House Price Prediction — v2 Enhanced ML Pipeline
An advanced, modular machine learning pipeline for predicting median house prices in California. Version 2 introduces feature engineering, regularized linear models (Ridge, Lasso), cross-validation, hyperparameter tuning, and a custom Gradient Descent Regressor built from scratch — all organized into reusable source modules.
Preview
Problem & Context
The goal of v2 is to build a fully modular, extensible ML pipeline for structured tabular data; introduce feature engineering and standardization to improve stability and performance; implement and compare multiple linear models (OLS, Ridge, Lasso, custom Gradient Descent); evaluate robustness through 5-fold cross-validation and hyperparameter tuning; and establish a reproducible training workflow that cleanly separates preprocessing, training, evaluation, and inference.
What’s New in v2 (vs v1)
- Feature Engineering — Full transformations and scaling (v1 had minimal)

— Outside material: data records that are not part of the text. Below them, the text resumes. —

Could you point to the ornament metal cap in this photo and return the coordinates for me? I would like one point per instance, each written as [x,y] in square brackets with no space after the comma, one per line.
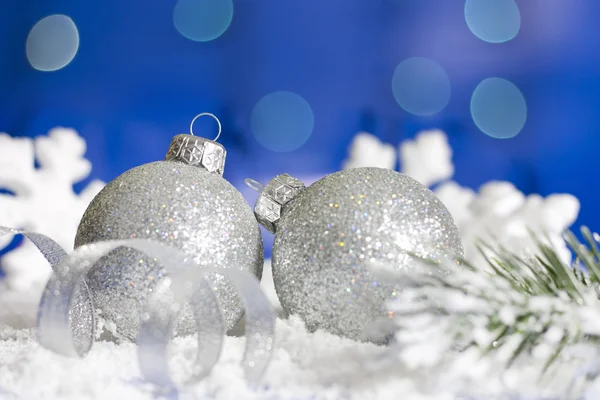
[273,198]
[198,151]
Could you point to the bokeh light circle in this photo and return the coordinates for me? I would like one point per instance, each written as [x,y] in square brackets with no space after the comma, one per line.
[498,108]
[493,21]
[202,20]
[282,121]
[52,43]
[421,86]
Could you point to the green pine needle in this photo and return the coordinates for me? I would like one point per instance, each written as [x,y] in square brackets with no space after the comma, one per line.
[513,307]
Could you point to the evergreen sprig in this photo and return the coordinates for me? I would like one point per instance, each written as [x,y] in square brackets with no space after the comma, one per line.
[511,308]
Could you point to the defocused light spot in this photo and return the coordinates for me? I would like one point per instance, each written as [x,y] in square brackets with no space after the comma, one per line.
[494,21]
[202,20]
[282,121]
[52,43]
[421,86]
[498,108]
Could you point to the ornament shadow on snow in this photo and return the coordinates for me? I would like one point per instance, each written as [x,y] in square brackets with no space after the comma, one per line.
[66,322]
[326,234]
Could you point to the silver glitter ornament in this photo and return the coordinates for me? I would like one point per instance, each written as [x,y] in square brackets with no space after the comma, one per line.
[328,235]
[184,202]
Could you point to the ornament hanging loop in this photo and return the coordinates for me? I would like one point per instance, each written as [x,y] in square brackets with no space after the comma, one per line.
[259,187]
[206,114]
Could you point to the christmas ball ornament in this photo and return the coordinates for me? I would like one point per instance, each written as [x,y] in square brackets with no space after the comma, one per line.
[328,235]
[182,201]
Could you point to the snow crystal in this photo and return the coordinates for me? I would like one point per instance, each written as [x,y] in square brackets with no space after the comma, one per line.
[44,202]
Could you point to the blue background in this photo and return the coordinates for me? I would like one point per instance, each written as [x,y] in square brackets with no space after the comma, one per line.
[136,79]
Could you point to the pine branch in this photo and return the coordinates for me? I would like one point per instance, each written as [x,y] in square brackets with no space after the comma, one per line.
[511,308]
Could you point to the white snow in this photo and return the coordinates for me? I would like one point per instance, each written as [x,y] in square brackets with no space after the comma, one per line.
[305,365]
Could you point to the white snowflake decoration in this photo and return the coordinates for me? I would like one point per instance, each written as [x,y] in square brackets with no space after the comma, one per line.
[44,202]
[367,150]
[499,213]
[428,158]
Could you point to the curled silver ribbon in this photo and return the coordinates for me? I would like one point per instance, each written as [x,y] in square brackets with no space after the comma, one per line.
[185,283]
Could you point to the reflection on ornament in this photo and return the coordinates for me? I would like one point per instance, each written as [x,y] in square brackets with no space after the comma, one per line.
[183,202]
[328,233]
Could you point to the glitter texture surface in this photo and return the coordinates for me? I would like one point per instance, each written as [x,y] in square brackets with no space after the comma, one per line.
[328,236]
[181,205]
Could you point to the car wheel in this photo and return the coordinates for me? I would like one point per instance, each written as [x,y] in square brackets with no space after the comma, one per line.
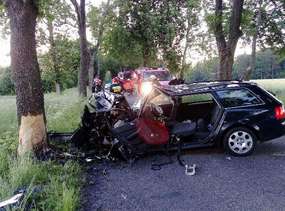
[240,141]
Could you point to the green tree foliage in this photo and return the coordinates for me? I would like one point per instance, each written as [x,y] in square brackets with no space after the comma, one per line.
[268,65]
[203,71]
[68,64]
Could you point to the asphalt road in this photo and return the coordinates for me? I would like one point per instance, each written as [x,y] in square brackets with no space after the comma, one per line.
[256,182]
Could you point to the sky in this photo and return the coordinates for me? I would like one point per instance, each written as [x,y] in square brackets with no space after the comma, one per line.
[5,45]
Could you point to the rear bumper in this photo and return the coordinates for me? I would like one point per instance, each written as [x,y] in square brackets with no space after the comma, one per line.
[280,132]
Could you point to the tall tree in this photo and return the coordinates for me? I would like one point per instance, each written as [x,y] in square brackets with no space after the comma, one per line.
[257,23]
[227,47]
[84,51]
[26,75]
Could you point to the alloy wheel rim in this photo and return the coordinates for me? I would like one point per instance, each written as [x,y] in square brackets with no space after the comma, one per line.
[240,142]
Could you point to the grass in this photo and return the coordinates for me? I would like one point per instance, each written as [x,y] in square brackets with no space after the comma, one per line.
[59,184]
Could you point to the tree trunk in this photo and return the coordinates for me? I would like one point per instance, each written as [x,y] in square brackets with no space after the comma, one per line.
[187,37]
[91,70]
[26,74]
[84,52]
[54,57]
[227,49]
[95,54]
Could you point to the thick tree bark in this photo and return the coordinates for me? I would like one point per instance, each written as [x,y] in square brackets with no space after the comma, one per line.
[227,49]
[95,52]
[26,74]
[54,57]
[84,52]
[187,45]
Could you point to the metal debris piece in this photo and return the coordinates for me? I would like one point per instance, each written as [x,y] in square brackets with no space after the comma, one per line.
[279,154]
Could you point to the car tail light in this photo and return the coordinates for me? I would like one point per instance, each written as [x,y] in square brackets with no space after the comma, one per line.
[280,112]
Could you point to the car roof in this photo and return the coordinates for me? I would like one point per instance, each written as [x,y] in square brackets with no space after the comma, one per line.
[201,87]
[149,69]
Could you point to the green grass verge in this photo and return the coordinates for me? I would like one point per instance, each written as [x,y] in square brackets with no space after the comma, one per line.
[60,184]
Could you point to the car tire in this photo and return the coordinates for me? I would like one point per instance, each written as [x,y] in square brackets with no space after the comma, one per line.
[240,141]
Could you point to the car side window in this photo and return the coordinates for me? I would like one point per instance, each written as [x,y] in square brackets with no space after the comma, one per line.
[237,97]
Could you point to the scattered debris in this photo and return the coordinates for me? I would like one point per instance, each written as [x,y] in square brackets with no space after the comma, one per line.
[190,170]
[279,154]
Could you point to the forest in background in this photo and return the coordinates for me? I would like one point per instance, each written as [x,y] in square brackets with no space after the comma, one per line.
[166,35]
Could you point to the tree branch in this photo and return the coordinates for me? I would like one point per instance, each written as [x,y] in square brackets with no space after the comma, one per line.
[218,27]
[234,32]
[76,7]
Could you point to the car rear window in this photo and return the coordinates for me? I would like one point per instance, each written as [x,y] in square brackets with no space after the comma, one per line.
[238,97]
[197,98]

- Models — Custom Gradient Descent, OLS, Ridge, Lasso (v1 had OLS only)
- Cross-Validation — 5-fold CV for stability analysis (v1 had none)

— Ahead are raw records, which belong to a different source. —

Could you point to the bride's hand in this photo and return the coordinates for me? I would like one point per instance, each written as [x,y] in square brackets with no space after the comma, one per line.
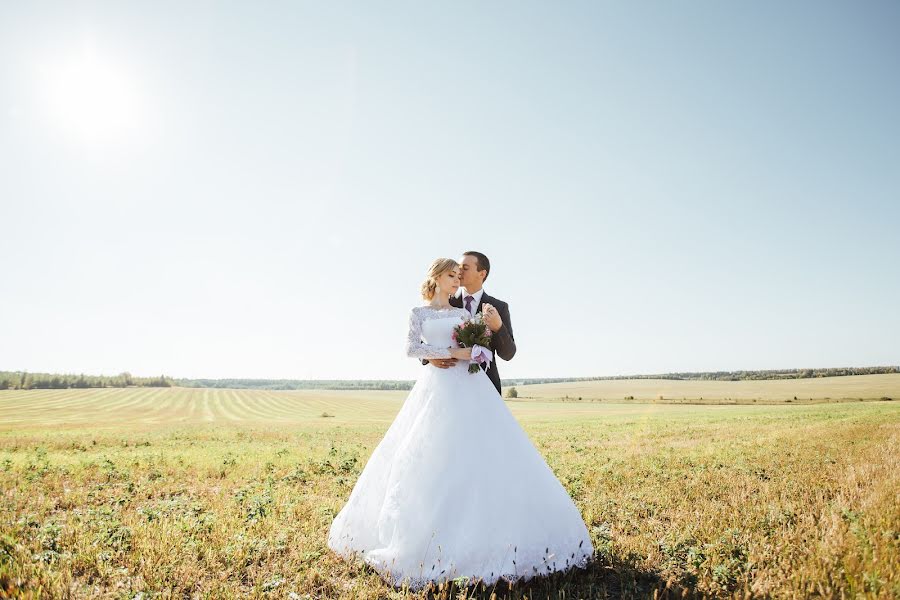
[461,353]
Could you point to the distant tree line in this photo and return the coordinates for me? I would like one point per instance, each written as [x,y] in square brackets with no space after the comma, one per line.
[299,384]
[23,380]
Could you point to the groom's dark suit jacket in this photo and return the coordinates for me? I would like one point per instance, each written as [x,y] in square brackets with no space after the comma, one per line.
[502,342]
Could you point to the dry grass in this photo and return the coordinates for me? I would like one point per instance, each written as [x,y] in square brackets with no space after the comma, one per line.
[849,388]
[153,498]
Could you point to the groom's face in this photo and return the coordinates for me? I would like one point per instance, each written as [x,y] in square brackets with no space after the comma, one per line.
[469,275]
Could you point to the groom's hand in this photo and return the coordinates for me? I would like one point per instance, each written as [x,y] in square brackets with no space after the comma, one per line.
[443,363]
[491,317]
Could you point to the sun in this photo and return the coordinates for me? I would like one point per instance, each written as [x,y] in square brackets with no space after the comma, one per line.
[93,99]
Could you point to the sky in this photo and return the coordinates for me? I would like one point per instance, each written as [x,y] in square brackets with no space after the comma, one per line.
[225,189]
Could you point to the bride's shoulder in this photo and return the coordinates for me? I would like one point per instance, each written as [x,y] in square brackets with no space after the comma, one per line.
[425,309]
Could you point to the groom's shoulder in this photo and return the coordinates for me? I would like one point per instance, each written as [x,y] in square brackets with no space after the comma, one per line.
[494,300]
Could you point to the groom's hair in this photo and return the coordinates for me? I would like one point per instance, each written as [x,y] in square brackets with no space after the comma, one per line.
[483,263]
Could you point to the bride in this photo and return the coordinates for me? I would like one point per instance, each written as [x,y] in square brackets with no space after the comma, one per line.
[456,488]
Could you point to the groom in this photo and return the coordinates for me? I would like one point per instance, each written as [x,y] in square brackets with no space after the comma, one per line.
[474,269]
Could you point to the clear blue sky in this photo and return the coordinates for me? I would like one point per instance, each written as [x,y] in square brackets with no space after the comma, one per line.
[255,190]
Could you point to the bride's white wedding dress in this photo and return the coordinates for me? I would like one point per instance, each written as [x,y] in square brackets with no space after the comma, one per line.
[456,488]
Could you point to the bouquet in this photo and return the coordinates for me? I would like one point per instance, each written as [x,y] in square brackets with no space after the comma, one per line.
[474,334]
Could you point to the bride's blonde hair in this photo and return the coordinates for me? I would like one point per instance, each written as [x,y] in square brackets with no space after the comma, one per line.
[437,268]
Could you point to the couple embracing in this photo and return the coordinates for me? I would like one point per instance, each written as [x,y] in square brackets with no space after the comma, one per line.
[427,508]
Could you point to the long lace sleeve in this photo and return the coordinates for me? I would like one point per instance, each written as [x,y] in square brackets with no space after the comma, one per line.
[415,348]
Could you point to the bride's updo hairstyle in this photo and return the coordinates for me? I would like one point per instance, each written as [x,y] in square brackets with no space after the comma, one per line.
[437,268]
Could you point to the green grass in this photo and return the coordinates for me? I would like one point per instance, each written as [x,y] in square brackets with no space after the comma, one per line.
[216,493]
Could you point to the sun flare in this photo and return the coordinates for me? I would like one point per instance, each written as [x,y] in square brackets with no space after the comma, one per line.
[92,98]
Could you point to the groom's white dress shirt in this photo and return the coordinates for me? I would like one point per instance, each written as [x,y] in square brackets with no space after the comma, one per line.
[476,298]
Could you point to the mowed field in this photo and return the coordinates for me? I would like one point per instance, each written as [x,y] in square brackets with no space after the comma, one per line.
[855,387]
[191,493]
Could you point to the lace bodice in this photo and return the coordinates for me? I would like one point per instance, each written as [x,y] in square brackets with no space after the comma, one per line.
[430,330]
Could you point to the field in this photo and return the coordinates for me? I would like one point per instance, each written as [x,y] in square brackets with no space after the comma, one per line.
[856,387]
[183,493]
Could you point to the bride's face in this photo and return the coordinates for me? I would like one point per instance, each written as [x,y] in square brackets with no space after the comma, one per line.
[449,282]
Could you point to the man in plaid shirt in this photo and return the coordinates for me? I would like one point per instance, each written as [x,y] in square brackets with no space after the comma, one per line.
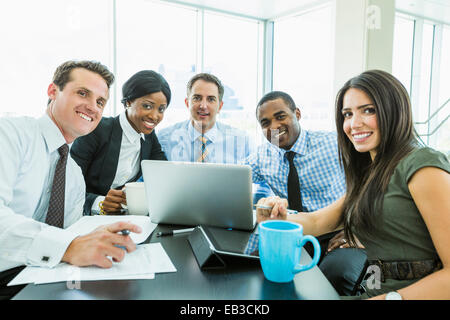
[321,177]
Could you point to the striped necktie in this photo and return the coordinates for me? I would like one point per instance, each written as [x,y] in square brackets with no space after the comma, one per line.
[55,213]
[294,195]
[204,151]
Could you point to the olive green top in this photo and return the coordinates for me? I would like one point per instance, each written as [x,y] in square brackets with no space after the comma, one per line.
[401,234]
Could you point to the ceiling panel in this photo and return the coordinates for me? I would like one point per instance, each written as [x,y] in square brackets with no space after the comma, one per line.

- Pipeline — Modular Python pipeline in
src/(v1 was notebook-only) - Performance — Lower RMSE after feature engineering and regularization
What I Built
- Custom modular ML pipeline — Clean separation of preprocessing, training, evaluation, and utilities in
src/ - Feature engineering & standardization — Consistent transformations across training and inference
- Multiple linear models — OLS, Ridge (L2), Lasso (L1), plus custom Gradient Descent Regressor with configurable learning rate, iterations, and convergence tracking
- 5-fold Cross-Validation — Model stability and variance assessment
- Hyperparameter tuning — Grid search for regularized models
- Reproducible pipeline — End-to-end training via
python3 -m src.train - Five structured notebooks — Exploration, custom GD evaluation, sklearn baseline, CV comparison, pipeline demo
Results (Summary)
Custom Gradient Descent Regressor: Converged in ~1500 iterations. Test RMSE: ~74.6K USD. Test R²: ~0.57.

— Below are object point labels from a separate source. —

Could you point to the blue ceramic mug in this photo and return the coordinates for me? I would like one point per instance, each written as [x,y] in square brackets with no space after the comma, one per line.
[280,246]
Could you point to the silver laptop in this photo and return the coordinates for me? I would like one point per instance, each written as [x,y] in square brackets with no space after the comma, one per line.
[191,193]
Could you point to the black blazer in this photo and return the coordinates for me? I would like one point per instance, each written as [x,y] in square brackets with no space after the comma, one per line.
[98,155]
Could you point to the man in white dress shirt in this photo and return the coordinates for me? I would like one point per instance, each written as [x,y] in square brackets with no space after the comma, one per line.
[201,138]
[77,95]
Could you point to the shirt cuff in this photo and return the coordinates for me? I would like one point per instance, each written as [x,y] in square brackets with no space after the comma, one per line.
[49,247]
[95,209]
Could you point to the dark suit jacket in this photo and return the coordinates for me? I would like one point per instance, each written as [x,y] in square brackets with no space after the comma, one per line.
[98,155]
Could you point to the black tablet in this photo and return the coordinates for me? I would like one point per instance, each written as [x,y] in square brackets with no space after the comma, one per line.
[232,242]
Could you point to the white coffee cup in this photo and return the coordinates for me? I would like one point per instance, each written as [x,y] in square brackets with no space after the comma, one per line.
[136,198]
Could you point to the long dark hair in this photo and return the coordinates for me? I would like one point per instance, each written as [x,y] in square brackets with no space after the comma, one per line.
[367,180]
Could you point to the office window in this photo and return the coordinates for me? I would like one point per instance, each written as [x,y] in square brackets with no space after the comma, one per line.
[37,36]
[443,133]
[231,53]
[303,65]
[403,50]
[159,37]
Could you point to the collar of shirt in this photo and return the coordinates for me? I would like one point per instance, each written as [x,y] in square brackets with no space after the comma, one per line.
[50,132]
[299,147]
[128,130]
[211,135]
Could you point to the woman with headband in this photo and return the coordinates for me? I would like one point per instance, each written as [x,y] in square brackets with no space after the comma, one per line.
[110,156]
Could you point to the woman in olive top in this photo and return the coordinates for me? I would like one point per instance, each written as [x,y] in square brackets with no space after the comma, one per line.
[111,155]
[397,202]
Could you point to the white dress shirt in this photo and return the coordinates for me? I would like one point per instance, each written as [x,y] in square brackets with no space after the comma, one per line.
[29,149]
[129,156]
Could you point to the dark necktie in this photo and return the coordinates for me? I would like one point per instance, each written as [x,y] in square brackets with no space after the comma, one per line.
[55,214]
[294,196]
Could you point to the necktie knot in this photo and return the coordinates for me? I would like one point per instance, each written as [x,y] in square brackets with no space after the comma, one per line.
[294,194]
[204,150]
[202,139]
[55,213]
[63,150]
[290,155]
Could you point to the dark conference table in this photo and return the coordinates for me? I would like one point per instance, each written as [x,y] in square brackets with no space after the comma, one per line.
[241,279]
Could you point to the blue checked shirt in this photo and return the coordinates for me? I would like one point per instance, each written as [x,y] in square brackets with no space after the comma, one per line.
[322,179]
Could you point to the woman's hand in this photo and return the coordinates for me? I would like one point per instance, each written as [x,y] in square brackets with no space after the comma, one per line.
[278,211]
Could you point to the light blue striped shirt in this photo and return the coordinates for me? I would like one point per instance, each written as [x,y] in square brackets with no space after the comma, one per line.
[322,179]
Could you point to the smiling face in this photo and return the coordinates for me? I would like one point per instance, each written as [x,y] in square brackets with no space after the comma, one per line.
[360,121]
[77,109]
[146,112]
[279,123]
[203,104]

The model explains ~57% of variance in housing prices, captures strong linear trends (e.g., median income → price), and misses nonlinear and interaction effects. Full model comparisons (Ridge, Lasso, CV results) are documented in the repository’s reports/report.md.
Tech Stack
Architecture / How It Works
The pipeline runs end-to-end via python3 -m src.train. Data is loaded from data/raw/, preprocessed and feature-engineered dynamically (no persisted processed data), then used to train and evaluate models. The src/ modules handle config, data loading, feature engineering, preprocessing, gradient descent, evaluation, hyperparameter tuning, and model I/O. Notebooks document the full development workflow from exploration through baselines, cross-validation, and pipeline demo.
Key Takeaways
Version 2 demonstrates ML engineering best practices: modularity, reproducibility, and robust evaluation. Feature engineering and regularization improve over the v1 baseline. The custom Gradient Descent implementation reinforces understanding of optimization fundamentals. Future directions include integrated GridSearchCV, nonlinear models (Random Forest, XGBoost), experiment tracking (MLflow, W&B), and production-ready tooling.